Daha oy pusulaları kurumadan Van’da yaşanan skandala “Dakka bir, gol bir” demişti WhatsApp grubundan bir arkadaş. Taşımalı oylarla, seçim yenile(me)me kararlarıyla tartışılan YSK’nın o yürütmeyi durdurması olayın vahametini ortadan kaldırmıyor. Cumhurbaşkanının, başdanışmanının o mevzudaki açıklamaları yine “devletlû”, yine vurgusuyla “çelikten yumruk”.

Bahar ilaç gibi geldi

Neyse… Girişteki gibi finalde de yine havalardan bahsedeyim. Epeydir -mevsimlere (de) canım sıkıldıkça- yazıyorum. Ankara’da ilkbahar da, sonbahar da pürtelaş mevsimlerdi uzun zamandır. Üç aylık değil neredeyse haftalık ara mevsimler.

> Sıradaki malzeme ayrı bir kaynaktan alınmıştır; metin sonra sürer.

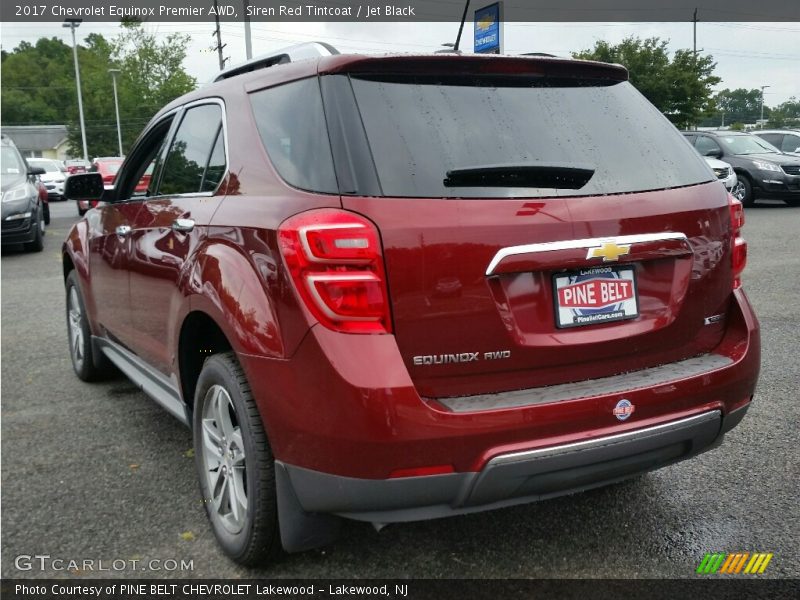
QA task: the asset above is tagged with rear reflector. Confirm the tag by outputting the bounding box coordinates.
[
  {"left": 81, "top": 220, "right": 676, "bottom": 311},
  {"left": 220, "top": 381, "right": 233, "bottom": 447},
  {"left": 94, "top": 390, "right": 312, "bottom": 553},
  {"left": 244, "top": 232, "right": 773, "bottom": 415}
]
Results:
[
  {"left": 278, "top": 208, "right": 392, "bottom": 333},
  {"left": 389, "top": 465, "right": 456, "bottom": 479}
]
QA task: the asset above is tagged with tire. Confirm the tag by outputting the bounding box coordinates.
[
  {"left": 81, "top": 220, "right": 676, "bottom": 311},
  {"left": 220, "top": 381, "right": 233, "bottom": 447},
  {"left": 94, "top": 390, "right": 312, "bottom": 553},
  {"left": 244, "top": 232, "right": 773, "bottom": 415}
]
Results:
[
  {"left": 66, "top": 270, "right": 111, "bottom": 381},
  {"left": 25, "top": 208, "right": 45, "bottom": 252},
  {"left": 731, "top": 175, "right": 756, "bottom": 206},
  {"left": 194, "top": 352, "right": 281, "bottom": 566}
]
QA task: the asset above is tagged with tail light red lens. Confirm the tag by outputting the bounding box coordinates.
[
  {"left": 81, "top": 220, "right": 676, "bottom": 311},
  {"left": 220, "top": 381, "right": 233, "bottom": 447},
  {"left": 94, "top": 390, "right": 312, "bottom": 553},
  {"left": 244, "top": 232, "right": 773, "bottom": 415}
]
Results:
[
  {"left": 278, "top": 208, "right": 392, "bottom": 333},
  {"left": 728, "top": 195, "right": 747, "bottom": 289}
]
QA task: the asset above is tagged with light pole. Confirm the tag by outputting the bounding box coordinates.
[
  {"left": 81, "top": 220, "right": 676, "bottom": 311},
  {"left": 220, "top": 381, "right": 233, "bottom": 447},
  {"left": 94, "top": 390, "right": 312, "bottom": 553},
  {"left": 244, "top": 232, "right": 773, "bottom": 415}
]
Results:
[
  {"left": 758, "top": 85, "right": 769, "bottom": 129},
  {"left": 108, "top": 69, "right": 123, "bottom": 156},
  {"left": 62, "top": 19, "right": 89, "bottom": 163}
]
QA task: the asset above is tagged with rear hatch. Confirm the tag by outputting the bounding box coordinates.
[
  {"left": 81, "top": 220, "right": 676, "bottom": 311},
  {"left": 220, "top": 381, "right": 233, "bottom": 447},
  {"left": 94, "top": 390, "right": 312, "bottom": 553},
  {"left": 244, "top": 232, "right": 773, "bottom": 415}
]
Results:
[{"left": 322, "top": 58, "right": 732, "bottom": 398}]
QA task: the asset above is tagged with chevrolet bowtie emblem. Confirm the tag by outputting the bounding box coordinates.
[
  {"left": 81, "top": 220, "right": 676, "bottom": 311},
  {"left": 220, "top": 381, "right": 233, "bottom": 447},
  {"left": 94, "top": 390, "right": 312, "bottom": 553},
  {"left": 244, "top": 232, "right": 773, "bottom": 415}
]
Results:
[{"left": 586, "top": 242, "right": 631, "bottom": 262}]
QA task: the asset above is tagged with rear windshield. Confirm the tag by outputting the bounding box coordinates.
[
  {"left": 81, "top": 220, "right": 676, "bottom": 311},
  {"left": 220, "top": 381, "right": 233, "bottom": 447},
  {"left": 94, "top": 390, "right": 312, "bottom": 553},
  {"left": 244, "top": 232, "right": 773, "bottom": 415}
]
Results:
[
  {"left": 250, "top": 75, "right": 713, "bottom": 198},
  {"left": 352, "top": 78, "right": 710, "bottom": 197}
]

İkisi de sombahar olmadı pek. İlkbaharın sırtından kış inmez, iki gün sonra yaz endam eder… “Baharı görmeden yaz geldi geçti” olur hüzzam makamında. Ardından sonbaharı ağız tadıyla yaşayamadan kışa-ayaza döner bozkır havası.

Bu yıl Ankara’ya erken geldi bahar, mart kazma kürek yaktırmadı. Ağaçlar tomurcuklandı ve bu yıl ilk kez üzerine kar-ayaz çökmedi bizim oralarda. Hava mutedil… Bahar ilaç gibi geldi! Ve yaşıyoruz epeydir ilk kez bir mevsimi andıran baharı.

Bakalım, hadi bakalım…

Bu seçim sonuçlarını da kapsayan bir mecaz-ı mürsel değil ama… Alınan sonucu “Karamürsel sepeti” sayma, öyle gösterme çabaları da nafile. Önümüzdeki süreçte de “Hava ne güzel”, en azından “farklı” diyebilmek yine “herkes”e, sandıktan öte hayata dair “seçmen inisiyatifi”ne bağlı. Ve epeydir ilk kez bir kısım insanın dudaklarından dökülene, o kalıp söyleme, o boğucu havaya değil… Onların “herkes” olmadığını fark etmeye bağlı.

Bahar geldi, umut geldi… Böyle bir umuda erken bir hayal denmesi hâlâ kuvvetle mümkün… Kalıcı olacak mı acaba?  Ne kadar… Velâkin bu seçimi hayallerini yitirmenin heyecansızlığı, umutsuzluğu, bıkkınlığıyla bekleyenler için koca bir umut.

Hayaller de solmuş, kim bilir ne zamanlara, nerelere ötelenmişti bir süredir. Şimdi yine “Bir hayalim var” demek daha mümkün, cârî gözüküyor. Bakalım diyorum, geri gelen heyecanımla… Hadi bakalım! Bu kuvvetli, hoş esinti mahalliden genele takvim yapraklarını ne kadar uçuşturacak, neler getirecek?